Green Party Human Rights Spokesperson Keith Locke is calling for the Government to withdraw the Terrorism Suppression Amendment Bill, currently before Parliament, in the light of the forthcoming Law Commission review of the 2002 Terrorism Suppression Act.
“It would be quite wrong to go ahead with the amending bill when the whole Act, which the Solicitor General has called ‘incoherent’ is to be reviewed by the Law Commission,” Mr Locke says.
“This is not a Bill which just makes a few technical changes. Previously, the Act criminalised the financing, recruiting for, or participating in, a terrorist group.
“The amending bill introduces a whole new crime, actually carrying out a terrorist act, at the very time when the definition of terrorism in the original Act is extremely controversial, and will be studied closely by the Law Commission.
“It would be dangerous to pass the Bill and give Police the opportunity to apply this new ‘terrorist act’ provision before the review of the original Act is completed.
“It is also risky, right now, to pass a Bill that removes the current Act’s ‘comfort clause’ for legitimate protesters, under which a previous generation of New Zealanders supported the likes of the African National Congress, now South Africa’s ruling party. The amended Bill aims to take away the defence that funds are being sent to an alleged terrorist group ‘for the purpose of advocating democratic government, or the protection of human rights.’
“The Government’s reason for rushing through the Bill is entirely without foundation. Both Dr Cullen and Mr Peters have said it is needed in order to renew the designations of terrorist entities from the UN list — which are due to expire in December.

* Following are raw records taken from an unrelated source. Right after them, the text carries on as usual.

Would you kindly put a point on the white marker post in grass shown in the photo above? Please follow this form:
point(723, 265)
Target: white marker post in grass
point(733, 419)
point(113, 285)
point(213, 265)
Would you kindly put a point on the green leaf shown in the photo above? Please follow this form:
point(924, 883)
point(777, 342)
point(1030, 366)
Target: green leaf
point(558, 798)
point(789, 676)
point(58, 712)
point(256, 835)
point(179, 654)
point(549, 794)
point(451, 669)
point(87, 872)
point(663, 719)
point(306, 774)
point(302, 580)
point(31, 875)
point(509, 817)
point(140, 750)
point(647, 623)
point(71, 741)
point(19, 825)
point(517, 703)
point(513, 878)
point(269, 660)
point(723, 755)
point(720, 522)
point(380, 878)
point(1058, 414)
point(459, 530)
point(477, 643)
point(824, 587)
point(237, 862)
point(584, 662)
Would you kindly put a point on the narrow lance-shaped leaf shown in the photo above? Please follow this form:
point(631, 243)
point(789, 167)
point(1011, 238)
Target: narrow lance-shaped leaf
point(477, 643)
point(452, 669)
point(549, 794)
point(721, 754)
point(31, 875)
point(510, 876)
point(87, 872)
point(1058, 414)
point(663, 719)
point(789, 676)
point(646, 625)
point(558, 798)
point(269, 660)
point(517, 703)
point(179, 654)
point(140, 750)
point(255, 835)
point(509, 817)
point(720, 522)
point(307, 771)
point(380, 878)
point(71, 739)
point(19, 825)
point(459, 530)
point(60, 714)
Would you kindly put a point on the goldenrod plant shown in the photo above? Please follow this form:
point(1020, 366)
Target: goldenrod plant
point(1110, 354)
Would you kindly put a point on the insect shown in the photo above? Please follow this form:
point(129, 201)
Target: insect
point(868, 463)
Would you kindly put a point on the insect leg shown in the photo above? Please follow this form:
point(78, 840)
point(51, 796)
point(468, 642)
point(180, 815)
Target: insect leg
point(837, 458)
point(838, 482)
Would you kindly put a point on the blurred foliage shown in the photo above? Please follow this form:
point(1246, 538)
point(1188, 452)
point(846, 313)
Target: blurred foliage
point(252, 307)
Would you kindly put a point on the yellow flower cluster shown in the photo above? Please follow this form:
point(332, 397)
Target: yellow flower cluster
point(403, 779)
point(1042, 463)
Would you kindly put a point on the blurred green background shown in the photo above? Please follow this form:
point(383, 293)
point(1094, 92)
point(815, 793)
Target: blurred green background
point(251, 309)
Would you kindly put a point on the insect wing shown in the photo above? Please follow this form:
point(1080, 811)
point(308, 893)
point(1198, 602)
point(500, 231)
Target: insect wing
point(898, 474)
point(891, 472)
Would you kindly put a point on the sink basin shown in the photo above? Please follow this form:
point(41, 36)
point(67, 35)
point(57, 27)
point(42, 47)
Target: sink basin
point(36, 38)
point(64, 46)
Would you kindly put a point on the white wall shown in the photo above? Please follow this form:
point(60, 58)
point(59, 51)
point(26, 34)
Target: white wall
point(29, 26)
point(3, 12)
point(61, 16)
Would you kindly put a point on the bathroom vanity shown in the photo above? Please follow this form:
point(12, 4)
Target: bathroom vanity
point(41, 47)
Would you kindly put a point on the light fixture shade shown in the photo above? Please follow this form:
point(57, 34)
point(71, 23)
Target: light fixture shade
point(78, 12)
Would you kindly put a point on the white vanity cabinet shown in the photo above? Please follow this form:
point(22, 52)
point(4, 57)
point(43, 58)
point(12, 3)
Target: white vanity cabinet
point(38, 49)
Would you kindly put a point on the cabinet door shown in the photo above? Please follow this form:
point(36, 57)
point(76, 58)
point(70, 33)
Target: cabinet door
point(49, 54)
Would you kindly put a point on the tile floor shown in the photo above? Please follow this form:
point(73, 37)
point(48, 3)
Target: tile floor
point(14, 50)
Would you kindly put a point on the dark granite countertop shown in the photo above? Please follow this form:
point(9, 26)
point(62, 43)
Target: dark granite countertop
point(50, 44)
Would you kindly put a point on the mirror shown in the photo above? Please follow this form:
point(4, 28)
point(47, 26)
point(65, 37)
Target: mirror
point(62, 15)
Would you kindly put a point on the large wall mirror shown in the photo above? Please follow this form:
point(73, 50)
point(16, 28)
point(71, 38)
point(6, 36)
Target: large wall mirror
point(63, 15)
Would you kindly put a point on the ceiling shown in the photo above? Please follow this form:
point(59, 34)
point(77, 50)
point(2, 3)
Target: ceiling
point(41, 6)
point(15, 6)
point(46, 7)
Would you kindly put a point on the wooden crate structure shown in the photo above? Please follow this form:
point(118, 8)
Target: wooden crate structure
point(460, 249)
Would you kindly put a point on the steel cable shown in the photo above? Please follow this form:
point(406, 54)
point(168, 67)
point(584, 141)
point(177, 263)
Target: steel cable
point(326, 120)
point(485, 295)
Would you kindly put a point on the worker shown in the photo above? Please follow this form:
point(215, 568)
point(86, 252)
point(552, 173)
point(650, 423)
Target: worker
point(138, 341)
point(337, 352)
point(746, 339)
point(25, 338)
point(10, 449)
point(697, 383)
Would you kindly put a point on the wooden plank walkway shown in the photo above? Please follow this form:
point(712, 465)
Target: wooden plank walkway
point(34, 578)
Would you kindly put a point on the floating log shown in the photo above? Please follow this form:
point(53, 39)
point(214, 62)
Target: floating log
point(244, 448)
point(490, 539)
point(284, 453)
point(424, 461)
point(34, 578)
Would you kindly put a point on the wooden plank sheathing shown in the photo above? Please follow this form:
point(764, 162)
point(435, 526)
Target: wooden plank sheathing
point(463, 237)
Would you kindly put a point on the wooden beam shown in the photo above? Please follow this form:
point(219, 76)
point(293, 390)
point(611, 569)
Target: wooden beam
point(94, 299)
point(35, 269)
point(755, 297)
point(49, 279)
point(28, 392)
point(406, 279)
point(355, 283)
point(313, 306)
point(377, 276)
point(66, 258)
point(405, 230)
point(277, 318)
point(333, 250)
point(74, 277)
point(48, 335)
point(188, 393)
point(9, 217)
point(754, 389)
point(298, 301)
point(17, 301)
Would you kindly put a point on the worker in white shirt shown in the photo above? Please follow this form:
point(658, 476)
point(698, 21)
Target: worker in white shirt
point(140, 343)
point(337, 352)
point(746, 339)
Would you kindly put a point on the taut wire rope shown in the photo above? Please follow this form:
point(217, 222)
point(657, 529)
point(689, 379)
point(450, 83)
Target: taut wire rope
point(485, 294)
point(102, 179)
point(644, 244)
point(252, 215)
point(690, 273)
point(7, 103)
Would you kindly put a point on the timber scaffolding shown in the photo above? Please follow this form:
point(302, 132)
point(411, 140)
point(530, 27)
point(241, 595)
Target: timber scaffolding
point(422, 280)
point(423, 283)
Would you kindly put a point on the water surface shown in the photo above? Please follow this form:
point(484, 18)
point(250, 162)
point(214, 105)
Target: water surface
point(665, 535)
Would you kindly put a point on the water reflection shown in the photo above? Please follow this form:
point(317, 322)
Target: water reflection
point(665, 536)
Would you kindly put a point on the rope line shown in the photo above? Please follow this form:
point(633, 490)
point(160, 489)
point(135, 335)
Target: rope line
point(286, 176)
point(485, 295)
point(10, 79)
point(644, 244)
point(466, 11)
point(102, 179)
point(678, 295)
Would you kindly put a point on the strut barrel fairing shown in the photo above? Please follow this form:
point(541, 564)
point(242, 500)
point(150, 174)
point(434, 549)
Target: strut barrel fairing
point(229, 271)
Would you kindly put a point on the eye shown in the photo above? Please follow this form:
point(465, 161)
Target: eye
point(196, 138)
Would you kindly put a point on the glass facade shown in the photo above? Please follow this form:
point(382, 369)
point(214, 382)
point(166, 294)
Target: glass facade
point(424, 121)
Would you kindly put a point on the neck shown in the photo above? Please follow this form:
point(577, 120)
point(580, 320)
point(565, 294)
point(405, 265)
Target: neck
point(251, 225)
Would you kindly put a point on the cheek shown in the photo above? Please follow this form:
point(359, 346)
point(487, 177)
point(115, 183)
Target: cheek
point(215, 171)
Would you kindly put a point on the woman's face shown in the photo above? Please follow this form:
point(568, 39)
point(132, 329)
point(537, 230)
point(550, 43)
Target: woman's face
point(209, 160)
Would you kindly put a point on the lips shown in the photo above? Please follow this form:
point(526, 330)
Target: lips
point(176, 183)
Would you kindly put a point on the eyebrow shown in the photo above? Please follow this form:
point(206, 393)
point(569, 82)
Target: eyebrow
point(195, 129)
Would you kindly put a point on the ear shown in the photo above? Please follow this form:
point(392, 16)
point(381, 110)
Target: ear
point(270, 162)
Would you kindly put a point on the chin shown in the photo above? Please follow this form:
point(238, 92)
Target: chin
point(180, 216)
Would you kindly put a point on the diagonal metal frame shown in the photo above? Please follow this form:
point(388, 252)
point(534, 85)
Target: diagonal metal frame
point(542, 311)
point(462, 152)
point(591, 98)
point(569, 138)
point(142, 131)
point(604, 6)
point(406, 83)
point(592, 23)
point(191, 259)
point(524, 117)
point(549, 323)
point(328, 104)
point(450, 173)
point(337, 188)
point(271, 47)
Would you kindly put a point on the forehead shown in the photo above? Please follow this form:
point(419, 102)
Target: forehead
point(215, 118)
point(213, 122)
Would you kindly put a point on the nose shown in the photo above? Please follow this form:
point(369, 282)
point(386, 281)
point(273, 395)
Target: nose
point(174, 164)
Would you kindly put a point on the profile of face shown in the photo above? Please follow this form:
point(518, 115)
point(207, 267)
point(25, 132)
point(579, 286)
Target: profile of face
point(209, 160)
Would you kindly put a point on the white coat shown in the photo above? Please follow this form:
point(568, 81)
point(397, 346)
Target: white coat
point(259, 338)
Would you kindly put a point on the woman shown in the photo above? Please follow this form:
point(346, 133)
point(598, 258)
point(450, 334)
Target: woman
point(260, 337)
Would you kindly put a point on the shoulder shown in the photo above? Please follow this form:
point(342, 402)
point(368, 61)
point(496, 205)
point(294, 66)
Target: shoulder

“In fact, the original Act provides an identical process for renewal, except that the amending Bill shifts the responsibility from the High Court to the Prime Minister. The renewals could be processed very quickly as almost all the entities to be processed are Al Qaeda and Taliban groups listed by the United Nations, and under our Act the evidence from the UN is deemed to be ‘sufficient’ if there is no evidence to the contrary. It is unlikely the Government possesses significant evidence that contradicts the UN.
“It would be wise for the Government to listen closely this time. It was the Government’s refusal to take heed of my warnings back in 2002 that has led to this debacle around the Terrorism Suppression Act,” Mr Locke says.